Resident mourning doves inhabit every Mississippi county. As cooler weather arrives, more birds migrate south into Mississippi from farther north to supplement the local population.
Mississippi hunters might also spot a few white-winged doves, especially in the southern counties. Native to the southwestern states and Mexico, white-winged doves began expanding their range northward and eastward in recent years.
Doves like open fields, croplands, savannas, and pastures with nearby tall trees, fencerows, high wires, or other places that create perching areas where they can watch for predators.
Another species, Eurasian collared doves, arrived in this country from Asia about 40 years ago and thrived. Sportsmen can shoot the exotic birds without limit all year long and they do not count in the daily bag during dove season. Much bigger than mourning doves, collared doves grow nearly as large as park pigeons. A distinctive black neck collar provides the best identifying feature.

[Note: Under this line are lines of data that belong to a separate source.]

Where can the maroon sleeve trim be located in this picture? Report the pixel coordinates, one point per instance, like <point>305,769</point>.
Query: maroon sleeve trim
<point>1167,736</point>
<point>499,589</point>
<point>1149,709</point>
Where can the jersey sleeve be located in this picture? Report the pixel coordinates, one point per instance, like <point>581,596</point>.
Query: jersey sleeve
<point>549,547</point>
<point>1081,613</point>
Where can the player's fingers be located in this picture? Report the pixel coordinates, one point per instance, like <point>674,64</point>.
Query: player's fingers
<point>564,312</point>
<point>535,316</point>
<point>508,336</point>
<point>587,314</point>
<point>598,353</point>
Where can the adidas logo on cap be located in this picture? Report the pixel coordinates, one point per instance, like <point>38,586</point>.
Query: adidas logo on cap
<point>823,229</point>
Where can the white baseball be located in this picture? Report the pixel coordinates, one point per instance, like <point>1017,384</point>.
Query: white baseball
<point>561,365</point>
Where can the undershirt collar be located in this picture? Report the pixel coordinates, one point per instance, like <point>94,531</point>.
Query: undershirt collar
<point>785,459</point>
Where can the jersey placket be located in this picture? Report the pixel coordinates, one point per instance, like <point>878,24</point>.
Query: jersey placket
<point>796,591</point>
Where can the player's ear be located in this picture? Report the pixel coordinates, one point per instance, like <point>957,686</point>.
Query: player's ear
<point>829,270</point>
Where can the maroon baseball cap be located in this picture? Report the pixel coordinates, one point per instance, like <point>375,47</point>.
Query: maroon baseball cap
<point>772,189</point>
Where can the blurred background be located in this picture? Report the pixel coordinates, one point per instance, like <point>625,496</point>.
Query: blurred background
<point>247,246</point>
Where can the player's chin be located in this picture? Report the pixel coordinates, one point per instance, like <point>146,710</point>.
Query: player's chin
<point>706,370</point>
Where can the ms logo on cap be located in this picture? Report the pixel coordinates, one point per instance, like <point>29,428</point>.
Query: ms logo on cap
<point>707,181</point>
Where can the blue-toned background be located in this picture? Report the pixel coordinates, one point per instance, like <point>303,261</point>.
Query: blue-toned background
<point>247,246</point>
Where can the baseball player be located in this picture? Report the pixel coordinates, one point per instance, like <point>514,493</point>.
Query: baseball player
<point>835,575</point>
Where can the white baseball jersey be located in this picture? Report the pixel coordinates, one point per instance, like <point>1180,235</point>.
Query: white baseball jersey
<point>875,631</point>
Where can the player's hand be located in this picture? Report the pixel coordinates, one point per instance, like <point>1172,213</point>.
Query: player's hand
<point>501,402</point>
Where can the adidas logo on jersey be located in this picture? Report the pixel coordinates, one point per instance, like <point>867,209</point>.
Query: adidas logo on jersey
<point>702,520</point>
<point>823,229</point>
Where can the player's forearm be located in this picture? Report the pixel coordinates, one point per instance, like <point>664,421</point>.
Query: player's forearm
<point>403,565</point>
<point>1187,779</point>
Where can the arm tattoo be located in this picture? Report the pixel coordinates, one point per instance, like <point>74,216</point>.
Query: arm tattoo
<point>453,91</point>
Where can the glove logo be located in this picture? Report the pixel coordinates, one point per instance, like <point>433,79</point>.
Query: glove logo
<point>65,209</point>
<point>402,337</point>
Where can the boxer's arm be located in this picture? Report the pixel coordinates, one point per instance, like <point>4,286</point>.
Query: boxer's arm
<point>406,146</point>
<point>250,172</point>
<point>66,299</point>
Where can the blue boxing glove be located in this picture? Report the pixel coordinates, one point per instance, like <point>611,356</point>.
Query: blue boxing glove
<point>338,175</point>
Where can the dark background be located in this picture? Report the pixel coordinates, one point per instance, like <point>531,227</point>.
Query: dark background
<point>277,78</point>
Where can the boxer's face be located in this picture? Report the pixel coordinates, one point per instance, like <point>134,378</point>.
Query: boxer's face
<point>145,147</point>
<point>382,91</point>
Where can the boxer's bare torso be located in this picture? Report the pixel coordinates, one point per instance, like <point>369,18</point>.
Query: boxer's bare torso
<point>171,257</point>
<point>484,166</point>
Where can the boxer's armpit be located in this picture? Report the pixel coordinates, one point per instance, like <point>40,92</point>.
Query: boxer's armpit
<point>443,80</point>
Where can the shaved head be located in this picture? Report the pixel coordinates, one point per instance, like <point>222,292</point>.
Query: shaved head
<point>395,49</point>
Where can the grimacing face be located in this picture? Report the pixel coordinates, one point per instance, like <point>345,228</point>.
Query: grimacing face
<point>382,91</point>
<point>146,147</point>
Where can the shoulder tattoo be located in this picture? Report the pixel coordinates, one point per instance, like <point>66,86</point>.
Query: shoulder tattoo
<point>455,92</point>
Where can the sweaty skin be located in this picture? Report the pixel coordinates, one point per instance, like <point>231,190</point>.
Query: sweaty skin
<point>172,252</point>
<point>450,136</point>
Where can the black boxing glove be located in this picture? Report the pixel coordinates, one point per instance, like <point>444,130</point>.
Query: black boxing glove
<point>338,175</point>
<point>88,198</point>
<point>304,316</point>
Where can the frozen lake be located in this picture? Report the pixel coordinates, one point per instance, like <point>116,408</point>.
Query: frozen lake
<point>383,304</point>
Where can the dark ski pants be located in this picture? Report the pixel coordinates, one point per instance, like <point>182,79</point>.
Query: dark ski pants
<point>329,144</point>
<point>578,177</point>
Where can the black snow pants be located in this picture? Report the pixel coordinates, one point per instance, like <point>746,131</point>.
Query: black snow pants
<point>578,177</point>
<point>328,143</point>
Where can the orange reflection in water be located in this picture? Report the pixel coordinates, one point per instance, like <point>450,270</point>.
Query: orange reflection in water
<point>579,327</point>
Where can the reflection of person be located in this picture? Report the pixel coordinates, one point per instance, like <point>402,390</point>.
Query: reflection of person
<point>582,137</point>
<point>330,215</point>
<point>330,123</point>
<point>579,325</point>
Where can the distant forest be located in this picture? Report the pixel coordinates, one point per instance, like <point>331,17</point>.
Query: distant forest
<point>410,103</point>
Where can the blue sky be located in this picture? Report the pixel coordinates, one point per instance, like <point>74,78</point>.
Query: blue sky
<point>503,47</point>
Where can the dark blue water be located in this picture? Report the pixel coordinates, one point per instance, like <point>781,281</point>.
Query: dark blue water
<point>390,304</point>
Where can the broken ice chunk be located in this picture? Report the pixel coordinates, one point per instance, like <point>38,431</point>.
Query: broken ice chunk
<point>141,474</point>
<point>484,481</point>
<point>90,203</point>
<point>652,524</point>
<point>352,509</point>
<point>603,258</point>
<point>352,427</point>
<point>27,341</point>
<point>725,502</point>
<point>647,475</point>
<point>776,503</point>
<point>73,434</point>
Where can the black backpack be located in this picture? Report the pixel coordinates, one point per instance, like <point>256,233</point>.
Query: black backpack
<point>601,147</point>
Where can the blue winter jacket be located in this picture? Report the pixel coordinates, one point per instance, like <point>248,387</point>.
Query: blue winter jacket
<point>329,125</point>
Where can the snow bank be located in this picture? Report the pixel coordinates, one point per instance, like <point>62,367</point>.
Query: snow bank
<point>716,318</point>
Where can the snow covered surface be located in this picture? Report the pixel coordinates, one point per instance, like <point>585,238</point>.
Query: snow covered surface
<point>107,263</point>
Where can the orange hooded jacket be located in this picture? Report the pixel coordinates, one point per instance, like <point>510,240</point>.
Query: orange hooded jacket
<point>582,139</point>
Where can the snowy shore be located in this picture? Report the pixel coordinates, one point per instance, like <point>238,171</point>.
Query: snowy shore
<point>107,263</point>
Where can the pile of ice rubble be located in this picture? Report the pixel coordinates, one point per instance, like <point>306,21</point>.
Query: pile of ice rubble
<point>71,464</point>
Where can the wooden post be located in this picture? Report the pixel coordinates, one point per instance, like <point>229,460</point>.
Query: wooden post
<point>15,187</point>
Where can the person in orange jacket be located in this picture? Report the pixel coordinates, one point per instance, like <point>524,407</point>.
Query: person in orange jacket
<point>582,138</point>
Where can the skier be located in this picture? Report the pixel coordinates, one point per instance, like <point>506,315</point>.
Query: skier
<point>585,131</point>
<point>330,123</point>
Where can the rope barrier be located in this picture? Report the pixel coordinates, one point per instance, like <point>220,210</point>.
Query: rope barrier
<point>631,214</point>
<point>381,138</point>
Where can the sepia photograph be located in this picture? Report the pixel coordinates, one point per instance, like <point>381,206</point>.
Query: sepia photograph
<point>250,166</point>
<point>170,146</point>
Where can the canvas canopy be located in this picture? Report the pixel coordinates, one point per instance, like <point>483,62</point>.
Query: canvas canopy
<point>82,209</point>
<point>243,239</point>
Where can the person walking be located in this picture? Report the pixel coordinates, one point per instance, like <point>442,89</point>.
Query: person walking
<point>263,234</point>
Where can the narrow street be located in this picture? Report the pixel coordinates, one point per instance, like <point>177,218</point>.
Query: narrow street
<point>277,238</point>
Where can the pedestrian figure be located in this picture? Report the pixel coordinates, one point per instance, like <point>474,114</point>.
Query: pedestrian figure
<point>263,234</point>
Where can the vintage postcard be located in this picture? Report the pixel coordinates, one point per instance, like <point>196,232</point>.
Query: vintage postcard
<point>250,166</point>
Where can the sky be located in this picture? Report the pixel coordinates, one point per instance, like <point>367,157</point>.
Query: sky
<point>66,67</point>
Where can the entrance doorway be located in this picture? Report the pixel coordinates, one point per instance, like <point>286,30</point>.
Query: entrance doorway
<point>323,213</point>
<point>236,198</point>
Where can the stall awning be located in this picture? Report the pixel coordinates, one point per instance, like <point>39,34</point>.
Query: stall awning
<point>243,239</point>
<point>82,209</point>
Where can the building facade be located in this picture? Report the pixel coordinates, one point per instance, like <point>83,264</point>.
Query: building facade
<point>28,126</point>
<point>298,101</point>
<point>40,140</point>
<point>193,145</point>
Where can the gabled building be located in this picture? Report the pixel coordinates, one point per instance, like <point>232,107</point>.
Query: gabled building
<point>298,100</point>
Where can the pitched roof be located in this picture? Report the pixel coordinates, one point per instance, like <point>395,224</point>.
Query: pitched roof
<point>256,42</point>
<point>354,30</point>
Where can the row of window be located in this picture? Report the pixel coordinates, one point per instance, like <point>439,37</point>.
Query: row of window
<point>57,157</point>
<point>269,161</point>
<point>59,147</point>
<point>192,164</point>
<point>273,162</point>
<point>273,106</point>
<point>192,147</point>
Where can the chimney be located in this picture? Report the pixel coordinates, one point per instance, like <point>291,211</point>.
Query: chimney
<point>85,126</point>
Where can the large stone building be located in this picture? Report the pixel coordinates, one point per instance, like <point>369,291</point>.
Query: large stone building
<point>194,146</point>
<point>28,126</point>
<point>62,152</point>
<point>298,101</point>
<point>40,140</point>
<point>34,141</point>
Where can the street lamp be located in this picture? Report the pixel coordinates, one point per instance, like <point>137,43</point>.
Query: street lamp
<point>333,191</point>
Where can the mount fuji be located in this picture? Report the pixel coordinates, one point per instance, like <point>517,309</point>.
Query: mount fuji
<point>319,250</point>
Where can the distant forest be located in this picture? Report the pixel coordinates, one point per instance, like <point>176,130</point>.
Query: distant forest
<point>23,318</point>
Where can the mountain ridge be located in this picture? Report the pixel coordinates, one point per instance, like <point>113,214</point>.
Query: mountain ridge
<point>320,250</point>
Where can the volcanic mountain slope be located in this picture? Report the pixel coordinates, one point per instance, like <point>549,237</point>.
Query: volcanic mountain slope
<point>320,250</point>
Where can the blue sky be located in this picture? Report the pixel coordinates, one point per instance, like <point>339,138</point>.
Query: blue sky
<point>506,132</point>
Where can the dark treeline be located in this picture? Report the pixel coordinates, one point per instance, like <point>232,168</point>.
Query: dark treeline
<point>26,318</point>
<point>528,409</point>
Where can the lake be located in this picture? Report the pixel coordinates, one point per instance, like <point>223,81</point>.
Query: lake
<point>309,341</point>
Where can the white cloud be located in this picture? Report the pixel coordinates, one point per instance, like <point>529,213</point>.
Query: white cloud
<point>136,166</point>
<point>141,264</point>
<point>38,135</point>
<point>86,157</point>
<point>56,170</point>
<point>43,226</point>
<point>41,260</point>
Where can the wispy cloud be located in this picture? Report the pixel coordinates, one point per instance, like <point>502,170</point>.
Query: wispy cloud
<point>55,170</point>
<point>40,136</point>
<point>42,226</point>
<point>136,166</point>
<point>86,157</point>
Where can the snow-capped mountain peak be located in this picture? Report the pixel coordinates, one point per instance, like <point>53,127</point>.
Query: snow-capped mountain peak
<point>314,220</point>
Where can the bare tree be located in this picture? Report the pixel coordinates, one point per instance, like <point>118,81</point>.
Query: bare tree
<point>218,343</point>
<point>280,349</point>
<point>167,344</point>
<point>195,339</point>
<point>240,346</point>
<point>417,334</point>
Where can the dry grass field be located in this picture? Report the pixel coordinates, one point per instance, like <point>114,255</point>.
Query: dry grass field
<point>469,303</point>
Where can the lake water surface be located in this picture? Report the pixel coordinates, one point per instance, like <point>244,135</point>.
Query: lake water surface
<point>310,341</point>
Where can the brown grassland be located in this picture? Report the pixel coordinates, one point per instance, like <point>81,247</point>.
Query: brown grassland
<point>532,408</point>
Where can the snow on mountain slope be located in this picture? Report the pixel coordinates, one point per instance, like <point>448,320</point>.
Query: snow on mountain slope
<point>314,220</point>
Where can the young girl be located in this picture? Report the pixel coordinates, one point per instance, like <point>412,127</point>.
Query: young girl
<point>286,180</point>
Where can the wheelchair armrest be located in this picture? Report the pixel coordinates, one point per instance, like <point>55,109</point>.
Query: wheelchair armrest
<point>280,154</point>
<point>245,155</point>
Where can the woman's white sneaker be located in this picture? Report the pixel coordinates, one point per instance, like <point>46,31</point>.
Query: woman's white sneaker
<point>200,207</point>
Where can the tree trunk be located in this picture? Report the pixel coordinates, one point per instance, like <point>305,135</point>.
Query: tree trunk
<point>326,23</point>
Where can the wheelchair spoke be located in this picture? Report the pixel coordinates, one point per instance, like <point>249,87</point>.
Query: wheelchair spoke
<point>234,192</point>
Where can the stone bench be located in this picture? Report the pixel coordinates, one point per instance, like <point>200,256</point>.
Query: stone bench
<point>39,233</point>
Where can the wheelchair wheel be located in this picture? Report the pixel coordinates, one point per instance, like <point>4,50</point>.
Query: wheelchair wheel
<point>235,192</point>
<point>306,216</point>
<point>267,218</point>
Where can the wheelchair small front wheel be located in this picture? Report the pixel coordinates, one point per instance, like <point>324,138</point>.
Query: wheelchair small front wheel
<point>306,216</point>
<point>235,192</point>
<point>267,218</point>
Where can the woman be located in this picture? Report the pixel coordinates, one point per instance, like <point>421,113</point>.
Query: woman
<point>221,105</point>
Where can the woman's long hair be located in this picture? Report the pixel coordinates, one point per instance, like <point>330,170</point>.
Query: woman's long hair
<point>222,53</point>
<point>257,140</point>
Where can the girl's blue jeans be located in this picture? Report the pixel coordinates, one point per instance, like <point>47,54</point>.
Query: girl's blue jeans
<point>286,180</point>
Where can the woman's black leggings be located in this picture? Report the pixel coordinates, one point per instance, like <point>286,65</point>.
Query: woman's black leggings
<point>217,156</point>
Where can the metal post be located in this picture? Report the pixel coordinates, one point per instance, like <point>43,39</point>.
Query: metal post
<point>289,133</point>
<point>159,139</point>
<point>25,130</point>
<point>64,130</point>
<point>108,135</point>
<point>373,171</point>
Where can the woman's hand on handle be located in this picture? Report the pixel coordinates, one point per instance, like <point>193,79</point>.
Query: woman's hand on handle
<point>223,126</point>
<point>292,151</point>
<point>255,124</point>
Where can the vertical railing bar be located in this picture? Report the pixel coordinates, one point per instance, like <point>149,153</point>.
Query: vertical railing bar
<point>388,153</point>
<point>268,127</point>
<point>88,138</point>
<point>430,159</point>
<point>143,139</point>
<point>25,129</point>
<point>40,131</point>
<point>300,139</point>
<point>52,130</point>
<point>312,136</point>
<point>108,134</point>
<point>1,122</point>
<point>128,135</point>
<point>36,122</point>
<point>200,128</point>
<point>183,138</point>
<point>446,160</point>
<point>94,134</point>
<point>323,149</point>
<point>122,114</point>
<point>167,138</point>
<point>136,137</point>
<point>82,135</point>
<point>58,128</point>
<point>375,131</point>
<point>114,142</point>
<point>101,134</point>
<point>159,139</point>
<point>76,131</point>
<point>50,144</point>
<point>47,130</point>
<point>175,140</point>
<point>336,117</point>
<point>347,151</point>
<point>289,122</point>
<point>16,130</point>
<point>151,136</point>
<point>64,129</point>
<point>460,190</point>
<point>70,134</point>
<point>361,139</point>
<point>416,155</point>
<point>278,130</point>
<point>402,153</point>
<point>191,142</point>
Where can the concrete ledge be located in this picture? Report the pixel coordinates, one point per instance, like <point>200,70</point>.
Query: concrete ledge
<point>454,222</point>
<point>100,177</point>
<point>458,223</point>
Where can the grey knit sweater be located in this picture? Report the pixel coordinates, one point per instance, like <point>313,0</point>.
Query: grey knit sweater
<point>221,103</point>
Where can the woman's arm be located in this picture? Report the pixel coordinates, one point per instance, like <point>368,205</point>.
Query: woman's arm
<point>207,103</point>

The swift and agile fliers offer extremely challenging wing shooting and can embarrass even the most skilled shots with their aerial acrobatics. Mourning doves can exceed 55 miles per hour while performing maneuvers any fighter pilot would envy. In flight, their broad, elliptical wings make distinctive fluttering whistles, especially noticeable when the birds flush or land. This sound, along with their mournful signature cooing that gives them their name identifies the species.
Doves like open fields, croplands, savannas, and pastures with nearby tall trees, fencerows, high wires, or other places that create perching areas where they can watch for predators. Sportsmen might spot them in forest clearings, but they don’t like thick tree canopies.
They also need to swallow grit to break up seeds they eat. The diminutive birds eat small seeds from sunflowers, millet, wheat, and wild grasses. To feed, doves prefer open bare ground with overhead cover to hide them from predators, especially hawks.
For many sportsmen, dove hunting begins and ends in September, perhaps after only one day, but Mississippi offers long seasons with liberal limits. The first split of the 2023-24 season opens Sept. 2 in the North Zone and runs through Oct. 15. The second split lasts from Oct. 28 through Nov. 26. The late split runs from Dec. 30 to Jan. 14, 2024.
The South Zone season begins Sept. 2 and ends Sept. 24. The second split goes from Oct. 7 to Nov. 5. The final split lasts from Dec. 23 through Jan. 28, 2024. Sportsmen can bag up to 15 birds per day in any combination of mourning and white-winged doves.
The state established dove fields on many wildlife management areas. For zone boundaries, places to hunt, and more information, see www.mdwfp.com/wildlife-hunting/dove-program.